Lain lagi dengan Imam. Dia memutar film kartun yang bercerita tentang cita-cita para pemerannya. Hal dimaksudkan untuk menginspirasi anak-anak terkait cita-cita mereka dan apa yang harus dipersiapkan sejak dini.
"Umumnya masih bingung dan tidak tahu dengan cita-cita mereka. Kalua pun ada yang berani menyebut, sifatnya masih umum dan belum mengerti apa yang harus dipersiapkan untuk menggapai hal itu. Kami lah sebagai calon psikolog yang membantu memberikan gambaran," papar Imam.
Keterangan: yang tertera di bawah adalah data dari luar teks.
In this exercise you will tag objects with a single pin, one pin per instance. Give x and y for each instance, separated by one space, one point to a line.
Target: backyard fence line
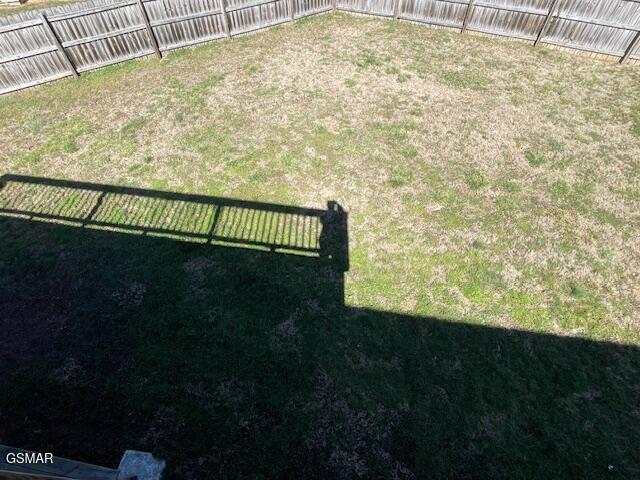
41 46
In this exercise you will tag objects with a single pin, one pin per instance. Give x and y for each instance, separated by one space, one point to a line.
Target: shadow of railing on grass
198 218
124 325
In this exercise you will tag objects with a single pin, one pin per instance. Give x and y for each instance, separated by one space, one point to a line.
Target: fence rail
41 46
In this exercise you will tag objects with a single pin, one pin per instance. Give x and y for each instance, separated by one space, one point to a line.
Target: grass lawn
488 324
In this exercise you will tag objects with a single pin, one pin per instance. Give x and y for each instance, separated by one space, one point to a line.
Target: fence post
152 37
54 38
631 48
397 8
467 16
225 18
545 24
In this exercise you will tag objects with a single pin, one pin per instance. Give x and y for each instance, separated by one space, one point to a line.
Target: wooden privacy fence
39 47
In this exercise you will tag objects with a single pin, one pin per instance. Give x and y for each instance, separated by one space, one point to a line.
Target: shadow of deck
214 333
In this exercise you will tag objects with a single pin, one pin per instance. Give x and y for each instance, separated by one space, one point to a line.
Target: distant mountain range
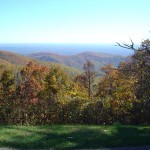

Apakah berbagai pengajaran literasi dan pendampingan para mahasiswa itu berpengaruh langsung terhadap nilai akademis anak-anak yang aktif di TBM Bukit Duri? Mbak Ning Nong tak berani memastikan. Sebab pencapaian akademis bukan menjadi tujuan utama, tapi bagaimana mereka punya kesadaran, mimpi dan angan-angan, mandiri, dan percaya diri.
"Juga menanamkan budi pekerti. Awalnya anak-anak itu suka nyelonong begitu aja, terus ngambil buku, ada kalanya disobek. Perlahan mereka berubah. Selalu izin, memberi salam, ngomong juga gak lagi pake kata-kata kasar," tandas Mbak Ning Nong.